A arquiteta Roberta Pauli fechou temporariamente o escritório, mas pretende reabrir em novo endereço, quer dar aulas de artes para crianças, fazer novas exposições de suas obras e ganhar mais espaço em Marília. E enquanto isso deve começar a fazer palestras de autoajuda e autoconhecimento para contar sua experiência. Não é pouco coisa.
Em quatro anos, foram pelo menos três previsões de perda de mobilidade, fala e criatividade, além de quatro cirurgias invasivas e períodos de quimioterapia. Neste mesmo período, foram pelo menos três exposições de arte em Paris, Nova Jersey e Nova York, sem parar trabalho como arquiteta.
Aos 36 anos (todos dizem que ela aparenta menos), Roberta Pauli está em fase de exames de acompanhamento e de três em três meses faz ressonâncias para avaliar evolução após a quarta cirurgia para retirada de tumor na cabeça. Se tudo correr bem, logo ela poderá fazer os exames por semestre.
O tratamento, que reduz sua imunidade, provocou afastamento de outra paixão: aulas para crianças. Já desenvolveu o trabalho no Cacam (Centro de Apoio à Criança e Adolescente) Gacch (grupo de Apoio à criança com Câncer e Hemopatias). Quer retomar atividades.
Trabalhando em horários irregulares, escapou de tentativa de invasão e assalto quando entrava sozinha em seu escritório, ao lado da avenida Rio branco. Decidiu transferir e ainda busca novo espaço, outro projeto de 2016.
“Vou reabrir, até porque não para de aparecer projetos, tenho compromissos para fevereiro. Amo arquitetura. E pinto na hora que me dá na telha, até como terapia. Não é algo que me sinta obrigada a fazer.”
Chegou a pensar em parar de pintar. E viveu uma experiência que não só incentivou a produção como detonou um processo de mudança pessoal. Católica pouco praticante, produzia tela em aplicação de formas com estilo 3D quando a pintura revelou esboço da imagem de Jesus em um dos quadrados.
A tela ganhou o nome de Divino e foi divisor na vida da arquiteta, que passou a estudar espiritismo, inclusive com cirurgias espirituais em Franca, um centro neste tipo de atividade. Fez uma delas pouco antes de sua terceira cirurgia, que deveria ser mais invasiva.
“O médico havia me dito que era uma área muito sensível, eu teria perda de memória. E ele ficou surpreso, disse que o tumor aparecia no exame mas não estava lá. As cirurgias duravam sempre oito horas. Foram só cinco dessa vez.”
CONTRARIANDO MÁS PREVISÕES
Contrariar diagnósticos ruins não foi exatamente uma novidade. Quando descobriu o tumor após fortes dores de cabeça, em 2009, recebeu previsões como perda de visão, de criatividade e até de movimentos. Poucos meses depois começou a colecionar histórias de sucesso com sua obra
“Quando era adolescente havia estudado pintura de natureza morta e coisas assim. Abstrato foi uma descoberta para mim. Não me imagino pintando de outra forma”, diz a arquiteta, que celebras 15 anos de carreira, um bom volume de projetos e pedidos e especialização em planejamento e decoração de ambientes.
A pintura em lonas levou a arquiteta para decoração no projeto Casa Cor SP, onde teve contato com os organizadores da mostra de Mato Grosso, que a indicaram para participar do Leilão Objetos do Coração organizado pelo ator Otaviano Costa. O leilão arrecadou recursos para o hospital do cancer de Cuiabá.

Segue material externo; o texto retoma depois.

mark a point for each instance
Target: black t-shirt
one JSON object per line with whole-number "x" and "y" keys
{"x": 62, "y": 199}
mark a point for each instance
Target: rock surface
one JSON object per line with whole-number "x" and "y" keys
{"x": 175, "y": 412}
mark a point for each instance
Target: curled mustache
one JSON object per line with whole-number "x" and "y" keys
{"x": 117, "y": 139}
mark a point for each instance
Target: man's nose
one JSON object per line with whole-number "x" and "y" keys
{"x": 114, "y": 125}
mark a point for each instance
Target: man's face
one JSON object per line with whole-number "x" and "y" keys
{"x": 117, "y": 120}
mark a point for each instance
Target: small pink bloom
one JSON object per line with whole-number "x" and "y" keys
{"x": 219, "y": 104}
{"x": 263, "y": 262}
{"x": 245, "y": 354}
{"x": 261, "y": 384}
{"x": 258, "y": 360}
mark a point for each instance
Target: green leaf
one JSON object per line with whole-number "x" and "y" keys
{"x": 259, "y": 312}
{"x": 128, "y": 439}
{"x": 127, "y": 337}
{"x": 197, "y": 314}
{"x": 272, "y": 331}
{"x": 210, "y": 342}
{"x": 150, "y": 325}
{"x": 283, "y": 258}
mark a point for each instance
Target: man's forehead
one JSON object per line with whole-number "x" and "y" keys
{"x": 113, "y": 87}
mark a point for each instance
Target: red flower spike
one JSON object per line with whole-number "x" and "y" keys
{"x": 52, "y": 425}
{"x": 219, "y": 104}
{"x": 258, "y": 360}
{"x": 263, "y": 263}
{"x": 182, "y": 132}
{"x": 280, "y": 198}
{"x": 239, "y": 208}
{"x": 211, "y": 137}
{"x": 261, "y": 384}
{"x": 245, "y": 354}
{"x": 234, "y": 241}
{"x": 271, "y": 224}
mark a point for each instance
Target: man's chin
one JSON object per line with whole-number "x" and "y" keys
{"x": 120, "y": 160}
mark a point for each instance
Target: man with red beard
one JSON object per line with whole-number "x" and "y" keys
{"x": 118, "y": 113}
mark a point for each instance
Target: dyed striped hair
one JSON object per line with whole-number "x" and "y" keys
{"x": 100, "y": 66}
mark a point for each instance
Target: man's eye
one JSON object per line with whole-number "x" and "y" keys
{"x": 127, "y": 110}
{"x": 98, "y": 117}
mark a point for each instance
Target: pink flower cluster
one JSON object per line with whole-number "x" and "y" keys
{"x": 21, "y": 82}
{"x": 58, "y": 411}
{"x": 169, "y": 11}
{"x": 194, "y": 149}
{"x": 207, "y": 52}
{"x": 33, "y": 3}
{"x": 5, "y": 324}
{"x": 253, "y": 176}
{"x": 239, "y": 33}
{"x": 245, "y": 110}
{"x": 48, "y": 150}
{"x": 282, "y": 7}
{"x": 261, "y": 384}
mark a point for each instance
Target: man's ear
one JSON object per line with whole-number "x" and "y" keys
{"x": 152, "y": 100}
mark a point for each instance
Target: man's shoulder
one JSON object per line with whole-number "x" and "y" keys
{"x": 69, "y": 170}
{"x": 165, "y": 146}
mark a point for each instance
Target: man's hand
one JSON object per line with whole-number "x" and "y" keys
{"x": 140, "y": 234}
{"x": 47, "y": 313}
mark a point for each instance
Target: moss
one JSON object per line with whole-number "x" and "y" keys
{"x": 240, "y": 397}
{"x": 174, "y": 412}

Essa visibilidade abriu portas no exterior: primeiro uma mostra no Le Carrousel, um espaço de exposições itinerantes e revelações anexas ao Museu do Louvre, em Paris, depois galerias de arte em Nova Jersey e Nova York.
A arquiteta hoje tem pelo menos cinco obras à venda no exterior, convite para exposição em Miami e possibilidade de exposição na Livraria Cultura, polo de atividades culturais no Conjunto Nacional, na avenida Paulista em São Paulo.
“Acho que nunca vou poder considerar livre do tumor. Os exames acompanham essa evolução. Se fica mais rápida ou é muito intensa os médicos intervêm, foi assim que fiz as outras cirurgias. Mas penso que tenho muito a agradecer. Isso me mudou, acho que fiquei mais humana. Vi tantas pessoas em situações inimagináveis. Eu aproveito e posso aproveitar muito da vida. É isso que eu quero.”